# Poetry & Literature > English Poetry >  If tears could talk

## RAHEN

**


*If Tears Could Talk"* 
_If my tears could talk,
What would they display?
Thousands of words,
Not difficult to say._

_They'd whisper, "I'm Sorry!" 
When I am wrong and you are right. 
They'd scream, "I'm Scared!" 
When I'm all alone in the middle of the night._ 

_They do talk,
But they reveal too much
They're not hidden
Just wiped away by your gentle touch._ 

_They'd exclaim, "I'm Happy!" 
Whenever you're around
They'd sigh, "I'm Sad!" 
When I'm feeling down._

_They do talk
Won't you listen?
You just might find
What you've been missin'!_ 

_They'd reply, "I'm Lonely!" 
When I'm thinking of you. 
Is it too late for you to see 
That my tears cry out "I Love You!"_ 

 _They do talk
But you can't hear
A single word they'd say. 
If only you could read a tear 
Instead of wiping it away!_

----------


## loves intellegence

a nice poem...

----------


## RAHEN

Thank you...

----------


## Shikari

unfortunately tears are unspoken words..thanks 4 sharing such a nice poem rahen..

----------


## Fairy

Very nice  :Smile:

----------


## RAHEN

thanks 4 liking shikari and fairy sis...

----------


## Miss_Sweet

very nice poem aapi :Smile:

----------


## syeda

awesome  :Smile:

----------


## RAHEN

thank you... :Big Grin:

----------


## Nicky Butt

Hi, This post of mine is very beneficial and informative, however there are some specific facts or information that I require.
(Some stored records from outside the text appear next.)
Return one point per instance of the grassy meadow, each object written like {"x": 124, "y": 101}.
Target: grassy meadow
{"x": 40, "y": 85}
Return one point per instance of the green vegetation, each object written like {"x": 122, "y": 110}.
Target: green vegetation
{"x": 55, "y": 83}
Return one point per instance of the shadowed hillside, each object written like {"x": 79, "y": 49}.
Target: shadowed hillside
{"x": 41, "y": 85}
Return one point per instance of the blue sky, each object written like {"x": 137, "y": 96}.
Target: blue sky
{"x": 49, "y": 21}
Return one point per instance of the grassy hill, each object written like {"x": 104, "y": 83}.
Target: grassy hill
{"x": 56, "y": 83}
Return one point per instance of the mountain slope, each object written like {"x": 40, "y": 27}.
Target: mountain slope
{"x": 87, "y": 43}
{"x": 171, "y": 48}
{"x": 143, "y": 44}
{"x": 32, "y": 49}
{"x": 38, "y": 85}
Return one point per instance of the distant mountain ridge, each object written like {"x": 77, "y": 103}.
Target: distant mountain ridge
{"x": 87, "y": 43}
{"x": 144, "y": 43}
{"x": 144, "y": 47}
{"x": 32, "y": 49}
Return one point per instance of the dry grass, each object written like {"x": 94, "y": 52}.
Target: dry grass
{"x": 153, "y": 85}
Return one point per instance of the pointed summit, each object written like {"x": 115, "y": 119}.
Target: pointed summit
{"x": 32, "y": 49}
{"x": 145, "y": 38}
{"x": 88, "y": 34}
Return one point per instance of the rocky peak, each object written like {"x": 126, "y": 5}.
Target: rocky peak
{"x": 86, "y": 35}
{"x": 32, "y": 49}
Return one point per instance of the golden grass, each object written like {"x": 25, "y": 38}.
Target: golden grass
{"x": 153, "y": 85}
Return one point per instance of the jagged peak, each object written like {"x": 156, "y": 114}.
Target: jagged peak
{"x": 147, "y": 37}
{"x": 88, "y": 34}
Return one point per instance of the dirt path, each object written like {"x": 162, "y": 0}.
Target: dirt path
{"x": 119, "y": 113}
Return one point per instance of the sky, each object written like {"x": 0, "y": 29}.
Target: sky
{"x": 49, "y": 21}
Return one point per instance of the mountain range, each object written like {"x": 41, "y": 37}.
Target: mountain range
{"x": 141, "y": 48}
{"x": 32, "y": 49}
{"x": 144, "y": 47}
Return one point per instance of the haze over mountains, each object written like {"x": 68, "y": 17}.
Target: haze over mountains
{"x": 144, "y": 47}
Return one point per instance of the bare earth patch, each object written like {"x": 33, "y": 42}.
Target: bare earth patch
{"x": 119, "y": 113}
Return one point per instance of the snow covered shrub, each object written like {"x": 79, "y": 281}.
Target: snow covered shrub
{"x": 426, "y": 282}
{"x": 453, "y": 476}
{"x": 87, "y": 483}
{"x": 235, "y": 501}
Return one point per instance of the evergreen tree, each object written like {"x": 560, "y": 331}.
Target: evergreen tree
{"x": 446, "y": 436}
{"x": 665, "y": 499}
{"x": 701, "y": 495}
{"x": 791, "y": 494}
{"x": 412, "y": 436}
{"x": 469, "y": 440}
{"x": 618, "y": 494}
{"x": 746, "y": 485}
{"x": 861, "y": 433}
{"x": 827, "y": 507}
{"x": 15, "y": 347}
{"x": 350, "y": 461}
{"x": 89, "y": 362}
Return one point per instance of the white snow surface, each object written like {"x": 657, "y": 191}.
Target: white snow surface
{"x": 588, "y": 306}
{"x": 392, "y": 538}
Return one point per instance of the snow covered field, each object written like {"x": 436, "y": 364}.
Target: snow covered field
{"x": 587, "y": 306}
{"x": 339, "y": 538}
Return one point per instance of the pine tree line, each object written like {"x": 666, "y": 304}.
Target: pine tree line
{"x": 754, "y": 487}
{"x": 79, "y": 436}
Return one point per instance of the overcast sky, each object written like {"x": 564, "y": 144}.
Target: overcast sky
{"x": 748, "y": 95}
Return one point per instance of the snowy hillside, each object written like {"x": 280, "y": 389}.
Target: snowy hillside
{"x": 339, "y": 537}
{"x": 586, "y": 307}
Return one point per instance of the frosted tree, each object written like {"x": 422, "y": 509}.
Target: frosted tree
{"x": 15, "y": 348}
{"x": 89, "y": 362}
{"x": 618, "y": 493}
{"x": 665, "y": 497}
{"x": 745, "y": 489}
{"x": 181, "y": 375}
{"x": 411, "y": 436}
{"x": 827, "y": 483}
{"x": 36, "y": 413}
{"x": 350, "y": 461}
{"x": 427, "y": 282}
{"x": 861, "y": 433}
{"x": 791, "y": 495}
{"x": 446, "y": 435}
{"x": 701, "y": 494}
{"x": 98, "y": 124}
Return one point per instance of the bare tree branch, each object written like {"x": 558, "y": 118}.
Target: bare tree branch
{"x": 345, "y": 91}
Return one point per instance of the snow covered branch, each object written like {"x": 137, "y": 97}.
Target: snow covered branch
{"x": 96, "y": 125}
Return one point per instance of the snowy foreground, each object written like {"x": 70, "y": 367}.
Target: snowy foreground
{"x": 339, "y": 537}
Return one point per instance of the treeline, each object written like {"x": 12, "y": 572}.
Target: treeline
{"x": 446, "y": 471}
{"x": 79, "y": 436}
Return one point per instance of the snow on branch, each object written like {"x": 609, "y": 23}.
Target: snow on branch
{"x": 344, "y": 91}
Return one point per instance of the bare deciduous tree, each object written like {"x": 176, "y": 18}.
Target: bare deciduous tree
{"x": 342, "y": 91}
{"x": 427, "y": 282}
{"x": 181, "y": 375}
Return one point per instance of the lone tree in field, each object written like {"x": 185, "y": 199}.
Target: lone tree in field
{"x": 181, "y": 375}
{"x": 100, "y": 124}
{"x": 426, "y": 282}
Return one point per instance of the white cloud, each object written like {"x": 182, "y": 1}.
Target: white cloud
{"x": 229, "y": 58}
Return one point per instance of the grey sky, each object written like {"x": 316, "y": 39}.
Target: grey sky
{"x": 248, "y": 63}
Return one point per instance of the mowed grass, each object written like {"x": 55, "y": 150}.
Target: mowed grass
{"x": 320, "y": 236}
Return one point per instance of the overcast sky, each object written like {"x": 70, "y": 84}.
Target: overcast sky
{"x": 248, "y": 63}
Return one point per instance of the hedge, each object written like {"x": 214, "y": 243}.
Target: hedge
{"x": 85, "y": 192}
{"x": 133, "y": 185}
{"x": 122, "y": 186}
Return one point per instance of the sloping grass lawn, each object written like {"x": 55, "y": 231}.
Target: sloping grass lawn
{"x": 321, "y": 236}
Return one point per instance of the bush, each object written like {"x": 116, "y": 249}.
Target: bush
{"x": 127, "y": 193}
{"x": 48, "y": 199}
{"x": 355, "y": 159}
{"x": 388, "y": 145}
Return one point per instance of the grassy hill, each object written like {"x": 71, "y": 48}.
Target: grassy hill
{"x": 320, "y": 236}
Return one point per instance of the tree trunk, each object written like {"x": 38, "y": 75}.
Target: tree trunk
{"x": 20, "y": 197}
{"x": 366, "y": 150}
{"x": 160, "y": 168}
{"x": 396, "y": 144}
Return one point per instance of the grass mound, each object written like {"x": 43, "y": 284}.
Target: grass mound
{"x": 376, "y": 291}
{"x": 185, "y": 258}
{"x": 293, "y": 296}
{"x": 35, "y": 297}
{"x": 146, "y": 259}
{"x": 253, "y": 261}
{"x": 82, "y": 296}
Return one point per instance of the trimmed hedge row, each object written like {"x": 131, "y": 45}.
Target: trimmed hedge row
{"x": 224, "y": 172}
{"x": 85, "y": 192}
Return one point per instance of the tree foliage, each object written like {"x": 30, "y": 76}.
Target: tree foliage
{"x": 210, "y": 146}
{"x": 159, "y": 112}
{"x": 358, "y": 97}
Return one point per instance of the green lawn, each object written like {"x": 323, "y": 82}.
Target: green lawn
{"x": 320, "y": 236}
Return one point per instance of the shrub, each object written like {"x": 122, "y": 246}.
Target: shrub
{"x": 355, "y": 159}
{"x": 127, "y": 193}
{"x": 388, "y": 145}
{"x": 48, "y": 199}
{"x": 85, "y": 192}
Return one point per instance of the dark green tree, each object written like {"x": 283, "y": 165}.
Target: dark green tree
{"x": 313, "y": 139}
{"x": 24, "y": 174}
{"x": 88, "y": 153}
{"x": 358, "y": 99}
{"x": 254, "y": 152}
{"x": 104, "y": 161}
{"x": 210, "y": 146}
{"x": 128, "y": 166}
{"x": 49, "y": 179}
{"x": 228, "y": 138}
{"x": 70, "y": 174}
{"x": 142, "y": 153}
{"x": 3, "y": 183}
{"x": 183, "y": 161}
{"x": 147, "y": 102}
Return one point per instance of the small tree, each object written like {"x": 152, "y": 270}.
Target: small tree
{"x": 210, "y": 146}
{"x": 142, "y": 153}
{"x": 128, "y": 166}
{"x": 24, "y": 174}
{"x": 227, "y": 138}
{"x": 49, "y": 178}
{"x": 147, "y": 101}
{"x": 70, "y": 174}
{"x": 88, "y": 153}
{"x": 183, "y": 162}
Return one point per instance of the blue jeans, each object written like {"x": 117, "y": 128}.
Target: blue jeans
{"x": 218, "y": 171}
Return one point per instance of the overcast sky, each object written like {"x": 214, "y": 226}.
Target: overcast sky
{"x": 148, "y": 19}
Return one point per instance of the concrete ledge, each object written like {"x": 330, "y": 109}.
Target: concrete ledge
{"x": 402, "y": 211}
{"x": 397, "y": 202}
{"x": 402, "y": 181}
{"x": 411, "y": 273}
If anyone can help me in this matter then please send me a private message. Best Regards,

----------


## villies

realy nyc Rahen.. buhat achi peom hey

----------


## NInA

I likeyyyyy... Wonderfully written.

----------


## RAHEN

nicky what info u want...

thanks villies and nina...

----------


## Rija

Very heart touching poem thanks rehan for sharing it...

----------


## RAHEN

Thanks Rija for liking it... :Big Grin:

----------


## RAHEN

i came to know this recently..this poem is written by heman...i m locking this thread.as we already hve it.

----------